Biiip  ! Biiip  ! Biiip  ! Le réveil se met à sonner.

Lionel tâtonne à l’aveugle, l’esprit brumeux, dans l’espoir de faire taire cette machine de torture.

C’est son jour de repos, mais il doit se lever pour aller déposer son chèque de paie à la banque s’il veut arrêter de manger des pâtes.

Il se lève donc à contrecoeur et se prépare à sortir. Passage éclair dans la salle de bain, 1 café et hop, il dévale les escaliers d’un pas pressé, histoire d’en finir et de passer à autre chose.

Une fois passée la porte de son immeuble, il remonte le col de sa veste, par ce petit temps d’automne, l’air frais est un peu vif et les nuages gris, et dans le font regrette de ne pas avoir pensé à prendre son parapluie au passage.

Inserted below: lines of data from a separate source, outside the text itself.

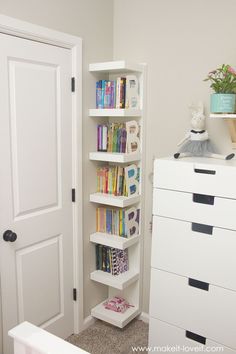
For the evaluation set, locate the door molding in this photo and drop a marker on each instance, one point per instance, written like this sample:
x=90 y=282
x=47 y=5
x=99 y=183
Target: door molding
x=22 y=29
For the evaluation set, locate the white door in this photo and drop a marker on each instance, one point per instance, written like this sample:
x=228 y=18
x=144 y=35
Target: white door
x=35 y=185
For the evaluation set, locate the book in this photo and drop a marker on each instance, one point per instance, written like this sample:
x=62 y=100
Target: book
x=132 y=92
x=99 y=102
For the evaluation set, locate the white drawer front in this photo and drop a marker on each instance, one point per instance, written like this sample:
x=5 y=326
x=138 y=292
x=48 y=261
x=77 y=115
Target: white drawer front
x=204 y=176
x=164 y=335
x=211 y=314
x=180 y=205
x=210 y=257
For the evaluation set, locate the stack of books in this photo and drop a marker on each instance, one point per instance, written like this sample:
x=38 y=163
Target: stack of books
x=111 y=137
x=120 y=93
x=111 y=260
x=113 y=221
x=111 y=180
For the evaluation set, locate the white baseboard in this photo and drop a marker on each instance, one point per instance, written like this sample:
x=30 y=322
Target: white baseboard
x=144 y=317
x=88 y=321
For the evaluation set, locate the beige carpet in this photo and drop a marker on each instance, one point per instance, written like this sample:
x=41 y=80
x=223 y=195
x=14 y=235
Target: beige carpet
x=102 y=338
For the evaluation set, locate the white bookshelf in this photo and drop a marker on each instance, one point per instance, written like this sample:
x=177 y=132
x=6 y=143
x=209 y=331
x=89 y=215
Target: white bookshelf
x=128 y=284
x=118 y=67
x=223 y=115
x=113 y=240
x=114 y=157
x=116 y=201
x=114 y=112
x=120 y=281
x=118 y=319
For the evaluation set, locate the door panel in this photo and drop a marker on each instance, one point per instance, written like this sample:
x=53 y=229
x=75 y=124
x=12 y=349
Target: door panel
x=35 y=185
x=35 y=135
x=46 y=303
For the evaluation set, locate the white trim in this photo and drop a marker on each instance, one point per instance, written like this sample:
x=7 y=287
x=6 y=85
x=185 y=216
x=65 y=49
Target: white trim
x=15 y=27
x=88 y=321
x=144 y=317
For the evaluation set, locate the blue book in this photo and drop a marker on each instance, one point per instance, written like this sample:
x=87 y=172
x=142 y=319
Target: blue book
x=99 y=103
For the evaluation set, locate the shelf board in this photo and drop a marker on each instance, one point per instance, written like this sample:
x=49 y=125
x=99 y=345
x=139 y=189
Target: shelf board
x=115 y=112
x=115 y=318
x=223 y=115
x=114 y=156
x=118 y=201
x=120 y=281
x=114 y=240
x=119 y=66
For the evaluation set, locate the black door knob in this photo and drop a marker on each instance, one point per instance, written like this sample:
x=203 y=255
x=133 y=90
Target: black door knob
x=9 y=236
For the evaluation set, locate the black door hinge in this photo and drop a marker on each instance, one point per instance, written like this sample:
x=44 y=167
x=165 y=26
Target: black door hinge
x=75 y=294
x=72 y=84
x=73 y=195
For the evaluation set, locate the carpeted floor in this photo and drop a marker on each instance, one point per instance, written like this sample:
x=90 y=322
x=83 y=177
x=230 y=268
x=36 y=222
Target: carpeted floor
x=102 y=338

Il n’avait pas pris la peine de s’équiper, la banque n’est qu’à 5 min de marche de la maison  ;

Arrivé à la banque, il se rappelle qu’il n’aurait pas pu choisir un plus mauvais moment pour déposer son chèque  : début de mois, un samedi matin, un monde de fou. Résigné, il rejoint la file d’attente et commence à écouter la radio à partir de l’application de son smartphone « météo….la pluie…. Prévue…. Aucune amélioration n’est attendue…. Fait-divers  : ….disparition…des recherches…. Dès que nous en saurons plus……  » Finalement, il décide de couper la radio pour ruminer ses pensées, mélange de souvenirs, de vie personnelle, de désarroi et de doutes.Alors qu’il atteignait le guichet, un événement se produisit derrière lui  :

« Ceci est un hold-up  ! Les mains en l’air s’il-vous-plaît  !  »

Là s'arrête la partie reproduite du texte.